Thinking, thinking, thinking.
Keep your thinking cap on and your mind activated.
You already know that we can do this with natural languages in terms of taking as input text and producing as output some associated text. The same can be said about audio. Generative AI is being used already to take as input audio, convert it into tokens, identify patterns based on available large volumes of audio, and produce audio outputs. Likewise, video is yet another mode, though the video is a lot harder to deal with than text or audio. See my coverage of multi-modal generative AI at the link here.
I’m sure that you know that coding or programming is already under the microscope for generative AI and LLMs. This is an interesting angle because though coding is text-based, it is not quite a natural language per se. You could argue that coding is an artificial language and not a conventional natural language. The beauty though is that it can be converted into tokens, patterns can be identified, and there is a lot of code out there to data train for pattern matching purposes.
Sorry that I keep telling you about possibilities that are already known or taken. That is though good to know about so that you aren’t trying to reinvent the wheel.

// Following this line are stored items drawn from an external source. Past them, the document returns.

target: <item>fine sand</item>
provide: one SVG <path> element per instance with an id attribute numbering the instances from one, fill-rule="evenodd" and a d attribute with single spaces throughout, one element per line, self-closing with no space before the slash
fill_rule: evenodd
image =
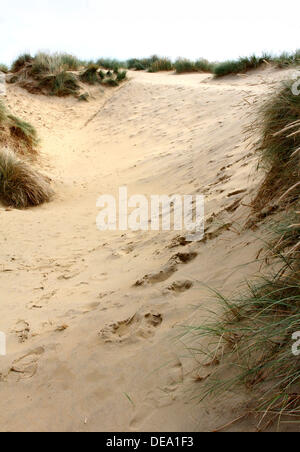
<path id="1" fill-rule="evenodd" d="M 259 233 L 243 226 L 260 176 L 243 129 L 289 74 L 130 72 L 120 88 L 91 88 L 88 103 L 8 86 L 56 197 L 0 207 L 1 431 L 212 431 L 244 414 L 242 390 L 198 403 L 211 369 L 181 335 L 215 310 L 209 288 L 232 293 L 259 269 Z M 123 185 L 204 194 L 205 240 L 100 232 L 97 198 Z M 242 429 L 255 419 L 227 428 Z"/>

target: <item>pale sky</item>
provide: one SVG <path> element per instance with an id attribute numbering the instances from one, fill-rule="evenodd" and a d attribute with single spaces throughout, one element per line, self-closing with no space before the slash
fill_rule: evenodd
<path id="1" fill-rule="evenodd" d="M 300 47 L 294 0 L 0 0 L 0 63 L 39 50 L 82 59 L 211 61 Z"/>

Ideas Being Early Days Floated
I will share with you some additional possibilities that are generally underway but still in the early stages of exploration:
- Game playing. You can use the same precepts to get AI to play games. Moves are actions that can be described and converted into tokens. Patterns can be identified. By collecting lots of games being played, data is plentiful.

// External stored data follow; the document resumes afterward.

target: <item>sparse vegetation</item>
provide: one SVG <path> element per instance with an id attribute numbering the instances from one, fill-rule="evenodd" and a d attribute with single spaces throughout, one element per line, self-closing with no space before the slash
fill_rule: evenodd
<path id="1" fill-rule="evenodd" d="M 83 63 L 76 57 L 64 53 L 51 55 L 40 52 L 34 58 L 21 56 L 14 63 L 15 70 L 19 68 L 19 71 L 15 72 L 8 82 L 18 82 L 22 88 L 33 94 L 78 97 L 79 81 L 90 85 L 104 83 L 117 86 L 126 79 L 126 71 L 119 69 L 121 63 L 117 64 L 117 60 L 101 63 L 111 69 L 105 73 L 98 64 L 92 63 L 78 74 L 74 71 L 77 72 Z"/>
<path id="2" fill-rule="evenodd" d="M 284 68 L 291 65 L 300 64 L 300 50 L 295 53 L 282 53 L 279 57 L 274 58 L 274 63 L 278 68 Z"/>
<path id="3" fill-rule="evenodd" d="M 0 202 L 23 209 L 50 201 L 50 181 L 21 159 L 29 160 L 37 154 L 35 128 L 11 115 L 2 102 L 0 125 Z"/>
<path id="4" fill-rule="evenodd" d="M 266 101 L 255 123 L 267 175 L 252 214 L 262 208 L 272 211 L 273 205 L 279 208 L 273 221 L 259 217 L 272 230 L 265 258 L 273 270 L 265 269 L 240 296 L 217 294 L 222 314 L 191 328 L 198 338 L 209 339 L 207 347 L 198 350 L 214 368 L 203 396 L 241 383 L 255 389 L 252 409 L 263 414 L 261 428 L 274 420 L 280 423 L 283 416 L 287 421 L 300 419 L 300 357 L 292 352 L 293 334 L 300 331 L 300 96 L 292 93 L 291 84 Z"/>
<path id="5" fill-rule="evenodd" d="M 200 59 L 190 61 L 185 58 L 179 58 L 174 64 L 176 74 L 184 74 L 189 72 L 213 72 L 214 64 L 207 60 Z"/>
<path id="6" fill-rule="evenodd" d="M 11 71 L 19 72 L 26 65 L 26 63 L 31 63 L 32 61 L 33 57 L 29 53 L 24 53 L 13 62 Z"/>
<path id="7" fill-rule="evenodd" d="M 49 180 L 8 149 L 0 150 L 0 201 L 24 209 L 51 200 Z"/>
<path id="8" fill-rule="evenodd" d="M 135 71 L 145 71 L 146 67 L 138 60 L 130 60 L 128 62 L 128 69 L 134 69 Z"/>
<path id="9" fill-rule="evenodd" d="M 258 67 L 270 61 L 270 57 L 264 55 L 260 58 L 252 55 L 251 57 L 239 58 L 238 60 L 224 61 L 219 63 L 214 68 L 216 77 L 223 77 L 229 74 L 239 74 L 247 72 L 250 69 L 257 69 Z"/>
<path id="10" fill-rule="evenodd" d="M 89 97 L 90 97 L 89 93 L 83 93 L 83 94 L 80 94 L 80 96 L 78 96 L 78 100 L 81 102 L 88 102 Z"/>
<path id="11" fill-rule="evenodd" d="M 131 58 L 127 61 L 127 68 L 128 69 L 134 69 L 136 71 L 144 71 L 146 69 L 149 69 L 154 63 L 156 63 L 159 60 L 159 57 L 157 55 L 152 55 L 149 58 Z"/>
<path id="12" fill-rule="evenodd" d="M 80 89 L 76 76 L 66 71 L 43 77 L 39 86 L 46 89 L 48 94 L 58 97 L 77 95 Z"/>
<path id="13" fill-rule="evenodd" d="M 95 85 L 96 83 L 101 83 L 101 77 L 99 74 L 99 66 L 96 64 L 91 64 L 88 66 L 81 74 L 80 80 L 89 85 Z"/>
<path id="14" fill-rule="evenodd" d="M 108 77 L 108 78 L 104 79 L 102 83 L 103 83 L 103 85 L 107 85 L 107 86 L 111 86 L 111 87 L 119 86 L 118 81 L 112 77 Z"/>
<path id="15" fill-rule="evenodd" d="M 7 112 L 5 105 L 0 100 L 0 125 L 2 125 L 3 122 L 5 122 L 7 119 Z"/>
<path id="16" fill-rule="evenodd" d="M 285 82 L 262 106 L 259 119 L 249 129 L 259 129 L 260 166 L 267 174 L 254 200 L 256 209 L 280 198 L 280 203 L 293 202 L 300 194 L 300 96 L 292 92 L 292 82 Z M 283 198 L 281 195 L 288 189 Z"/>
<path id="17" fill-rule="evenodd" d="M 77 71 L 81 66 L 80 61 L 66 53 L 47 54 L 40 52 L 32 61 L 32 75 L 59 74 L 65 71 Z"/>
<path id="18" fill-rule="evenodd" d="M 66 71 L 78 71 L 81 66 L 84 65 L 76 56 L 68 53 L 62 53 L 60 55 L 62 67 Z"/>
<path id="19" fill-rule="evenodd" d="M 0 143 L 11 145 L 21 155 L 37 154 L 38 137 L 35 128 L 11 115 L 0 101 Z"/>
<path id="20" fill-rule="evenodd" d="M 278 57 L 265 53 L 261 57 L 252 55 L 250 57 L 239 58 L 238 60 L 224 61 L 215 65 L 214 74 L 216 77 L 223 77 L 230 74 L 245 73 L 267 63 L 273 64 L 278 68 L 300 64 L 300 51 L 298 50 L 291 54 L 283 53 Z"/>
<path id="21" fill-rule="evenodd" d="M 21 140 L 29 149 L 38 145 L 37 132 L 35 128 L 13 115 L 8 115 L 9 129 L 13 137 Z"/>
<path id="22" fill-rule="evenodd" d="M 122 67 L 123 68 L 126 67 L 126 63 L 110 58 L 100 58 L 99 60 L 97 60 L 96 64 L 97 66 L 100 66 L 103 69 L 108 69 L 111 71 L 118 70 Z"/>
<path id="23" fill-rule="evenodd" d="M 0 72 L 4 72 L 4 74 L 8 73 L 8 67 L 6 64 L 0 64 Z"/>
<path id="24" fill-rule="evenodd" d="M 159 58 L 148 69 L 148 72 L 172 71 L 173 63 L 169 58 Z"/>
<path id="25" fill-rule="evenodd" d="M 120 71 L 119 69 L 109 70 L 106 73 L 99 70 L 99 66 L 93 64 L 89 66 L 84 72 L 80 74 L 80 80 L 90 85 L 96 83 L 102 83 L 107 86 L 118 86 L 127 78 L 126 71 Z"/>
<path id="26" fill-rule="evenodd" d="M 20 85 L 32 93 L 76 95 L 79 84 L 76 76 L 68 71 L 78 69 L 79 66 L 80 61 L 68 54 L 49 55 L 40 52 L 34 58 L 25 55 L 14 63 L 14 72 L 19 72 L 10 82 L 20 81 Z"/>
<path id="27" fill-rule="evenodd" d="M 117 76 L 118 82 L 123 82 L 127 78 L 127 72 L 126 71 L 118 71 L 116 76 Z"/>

- Stock market predictions. Consider stock prices as potential tokens. If you want to include other factors, such as the status of the economy, those can be similarly tokenized. Patterns can be presumably found and lots of data is available.
- Molecular structure predictions. Take the shapes or structures of molecules and convert them into tokens. There are patterns to be found. Lots of data is available.
- Route optimizations. Routing of traffic is essential and currently tends to be solved via symbolic or traditional mathematical means. The traffic parameters could be tokenized, patterns figured out, and lots of such data would be available for this.
Those are paths that are seriously being pursued. You are encouraged to jump in and help out. They are still cooking those meals, and the results are not yet finalized. There is ample room to make progress.
Okay, your homework is this.
Think about fields of one kind or another that may have not yet been explored for applying a generative AI or LLM-like capability. If you happen to be a domain expert in that field, you have a leg-up on this. I say that because you hopefully already know whether there are patterns afoot, you know why using AI for predictions would be valuable in that arena, and you possibly know if or where data can be found.
An added twist is this.
If there aren’t known patterns, you might be onto something especially enriching. Here’s the deal. If no one has yet found patterns, it could be that they just haven’t looked the right way. Prior efforts to find patterns might not have had the kind of computational power and pattern matching that we have with contemporary generative AI and LLMs.
The domain might be a sleeper. It is waiting for the right person to have the right vision. The heretofore unknown patterns could be unlocked via the right use of generative AI and LLMs or similar technology. I assure you that if that were the case, you might be in line for big bucks, big fame, and maybe even one of those vaunted Nobel prizes.
Isn’t that worth taking some dedicated time and attention to think about?
Yes, I would certainly say so, and I wish you the best of luck and urge you to get cracking. You can do it.